On the other hand, it will have a considerable impact on the way you analyse your metrics and your KPIs, especially when compared to the number of contacts in your file. Imagine your file has 10 000 contacts, 3 000 of which are duplicates: this will thwart your perspective on the number of contacts you actually have. Same goes for KPIs, like your email opening rate. In the best case scenario, contact duplicate, or even a triplet, will only open your email once. Your opening, click and conversion rates can be highly distorted.

What's Excel ?

Do we really need to introduce Microsoft Excel ? 😉

Small reminder for industry beginners: Excel is a versatile spreadsheet software included in the Microsoft Office 365 Suite. It can create tables, lists, charts, and dynamic formulas which vary depending on the selected cell.

Excel has several features and allows you to multitask, from your accounting, your finance management, your logistics, to your contact database management.

Excel is easy to use and works for every type of user, from beginners to experts, and has a high-storage capacity for your data (more than 1 million of lines can be created).

The tool is available online or locally, thanks to its Desktop and Mobile app.

How to create your database in Excel ?

Creating a database in Excel can be done in several (very) easy steps!

To start off, you'll need to open a new spreadsheet from the Desktop app or in Excel online (if you choose the Desktop app, you'll always be able to put your file online afterwards).

Then, you'll have to define labels for each row and column which will allow you to sort out your data.

To convert your file into a table, you'll juste have to click on Insert, then on "Table". You'll need to define the columns and rows you want to add to your table (those with your labels). Don't forget to check the "My table has headers" box, so that the fields are enhanced with a conditional formatting.

A filter is then automatically added to each of your recognized field so that you can easily sort out and filter each set of data in one click.

A conditional formatting is also applied to highlight the fields of your database.

Once your table is created, you'll need to add your data.
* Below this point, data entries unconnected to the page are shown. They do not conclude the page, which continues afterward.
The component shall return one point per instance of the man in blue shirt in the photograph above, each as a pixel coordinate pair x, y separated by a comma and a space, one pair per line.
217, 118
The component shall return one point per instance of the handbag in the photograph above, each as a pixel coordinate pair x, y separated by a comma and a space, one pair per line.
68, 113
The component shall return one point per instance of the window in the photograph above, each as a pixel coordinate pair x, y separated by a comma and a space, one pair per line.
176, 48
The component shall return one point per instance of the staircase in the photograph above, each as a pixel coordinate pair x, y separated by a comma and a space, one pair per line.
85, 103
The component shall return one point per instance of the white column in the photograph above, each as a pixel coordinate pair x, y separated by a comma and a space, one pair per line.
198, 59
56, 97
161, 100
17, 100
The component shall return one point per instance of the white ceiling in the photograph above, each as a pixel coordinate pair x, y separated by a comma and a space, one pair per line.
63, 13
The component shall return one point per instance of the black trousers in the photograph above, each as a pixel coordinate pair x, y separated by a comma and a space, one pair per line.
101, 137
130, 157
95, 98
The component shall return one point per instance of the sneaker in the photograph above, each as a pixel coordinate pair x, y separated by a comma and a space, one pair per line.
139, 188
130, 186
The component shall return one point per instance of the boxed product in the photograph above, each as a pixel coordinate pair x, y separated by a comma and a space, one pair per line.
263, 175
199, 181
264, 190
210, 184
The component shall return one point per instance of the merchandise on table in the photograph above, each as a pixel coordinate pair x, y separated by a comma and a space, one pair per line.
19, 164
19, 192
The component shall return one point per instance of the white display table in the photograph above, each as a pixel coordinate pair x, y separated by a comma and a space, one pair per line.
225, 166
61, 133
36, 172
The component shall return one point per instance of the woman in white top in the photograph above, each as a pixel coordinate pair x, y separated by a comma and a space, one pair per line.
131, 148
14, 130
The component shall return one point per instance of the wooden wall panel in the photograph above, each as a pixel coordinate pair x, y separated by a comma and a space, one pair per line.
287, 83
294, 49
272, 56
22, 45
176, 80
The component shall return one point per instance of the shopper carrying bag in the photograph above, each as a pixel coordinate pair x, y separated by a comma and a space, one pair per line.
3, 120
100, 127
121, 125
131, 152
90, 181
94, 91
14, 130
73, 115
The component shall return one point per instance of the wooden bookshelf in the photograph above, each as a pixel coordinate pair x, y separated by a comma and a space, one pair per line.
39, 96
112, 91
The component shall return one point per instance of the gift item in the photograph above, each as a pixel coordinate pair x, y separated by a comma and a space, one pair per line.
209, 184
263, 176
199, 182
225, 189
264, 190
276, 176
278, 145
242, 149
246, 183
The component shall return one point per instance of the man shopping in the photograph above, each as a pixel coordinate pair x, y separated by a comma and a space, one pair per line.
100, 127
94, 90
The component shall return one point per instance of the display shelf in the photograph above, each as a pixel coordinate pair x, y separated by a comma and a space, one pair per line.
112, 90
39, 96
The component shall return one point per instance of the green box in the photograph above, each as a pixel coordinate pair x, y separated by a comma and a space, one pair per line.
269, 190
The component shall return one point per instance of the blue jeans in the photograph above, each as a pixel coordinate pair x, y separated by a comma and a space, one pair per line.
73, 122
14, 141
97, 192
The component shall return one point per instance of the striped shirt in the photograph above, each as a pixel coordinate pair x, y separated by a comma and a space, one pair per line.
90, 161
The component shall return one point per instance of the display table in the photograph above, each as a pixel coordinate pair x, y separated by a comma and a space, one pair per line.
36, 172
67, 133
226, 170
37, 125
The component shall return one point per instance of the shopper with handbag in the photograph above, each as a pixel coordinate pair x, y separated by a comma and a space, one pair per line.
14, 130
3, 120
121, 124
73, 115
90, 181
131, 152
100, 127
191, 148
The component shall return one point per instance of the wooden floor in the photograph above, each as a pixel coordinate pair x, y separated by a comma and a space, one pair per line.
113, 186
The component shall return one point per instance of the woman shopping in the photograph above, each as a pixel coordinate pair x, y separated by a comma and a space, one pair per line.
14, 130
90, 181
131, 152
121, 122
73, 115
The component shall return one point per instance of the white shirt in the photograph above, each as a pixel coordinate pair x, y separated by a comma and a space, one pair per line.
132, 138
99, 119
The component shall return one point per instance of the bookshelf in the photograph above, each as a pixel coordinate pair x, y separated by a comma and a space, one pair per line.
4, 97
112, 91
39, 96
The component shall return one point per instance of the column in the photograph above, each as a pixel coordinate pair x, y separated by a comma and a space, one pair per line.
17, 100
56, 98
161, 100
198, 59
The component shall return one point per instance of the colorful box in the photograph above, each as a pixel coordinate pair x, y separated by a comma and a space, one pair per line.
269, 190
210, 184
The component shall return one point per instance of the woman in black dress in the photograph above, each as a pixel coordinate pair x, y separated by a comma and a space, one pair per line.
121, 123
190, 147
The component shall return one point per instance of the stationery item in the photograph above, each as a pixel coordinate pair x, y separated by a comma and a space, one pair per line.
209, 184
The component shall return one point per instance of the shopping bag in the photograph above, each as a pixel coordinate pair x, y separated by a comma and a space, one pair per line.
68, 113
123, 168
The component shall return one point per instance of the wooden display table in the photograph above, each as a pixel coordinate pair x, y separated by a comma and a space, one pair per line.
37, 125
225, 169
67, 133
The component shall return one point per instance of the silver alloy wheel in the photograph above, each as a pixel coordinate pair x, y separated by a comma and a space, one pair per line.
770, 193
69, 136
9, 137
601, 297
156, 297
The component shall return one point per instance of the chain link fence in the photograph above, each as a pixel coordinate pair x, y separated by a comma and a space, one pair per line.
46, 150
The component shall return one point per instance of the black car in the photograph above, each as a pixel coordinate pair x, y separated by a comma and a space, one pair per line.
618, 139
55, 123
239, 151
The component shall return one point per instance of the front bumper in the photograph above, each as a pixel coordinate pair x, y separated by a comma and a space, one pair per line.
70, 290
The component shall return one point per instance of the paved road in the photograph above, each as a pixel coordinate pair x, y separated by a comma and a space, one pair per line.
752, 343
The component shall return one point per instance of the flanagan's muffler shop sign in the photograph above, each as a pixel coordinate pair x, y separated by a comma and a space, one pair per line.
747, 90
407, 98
There are 2 ways to do so:

  • Entering data manually by filling in each cell. Beware of spelling and typing errors, for if this process is rather simple, it can also generate a lot of mistakes.
  • Importing data from external sources like text or .csv files. The import is seamless: click on the "Data" tab —> "from a Text or CSV file." However, make sure your data are properly formatted beforehand and are adequately imported under each of your labels.

There you go 🎬 you're all set to create several databases on Excel.

How can I delete duplicates in Excel ?

Once your database is created, you'll need to keep it updated and to make sure it doesn't hold any incorrect data or, most of all, duplicates. How can you do that?

There are two methods to delete duplicates in Excel.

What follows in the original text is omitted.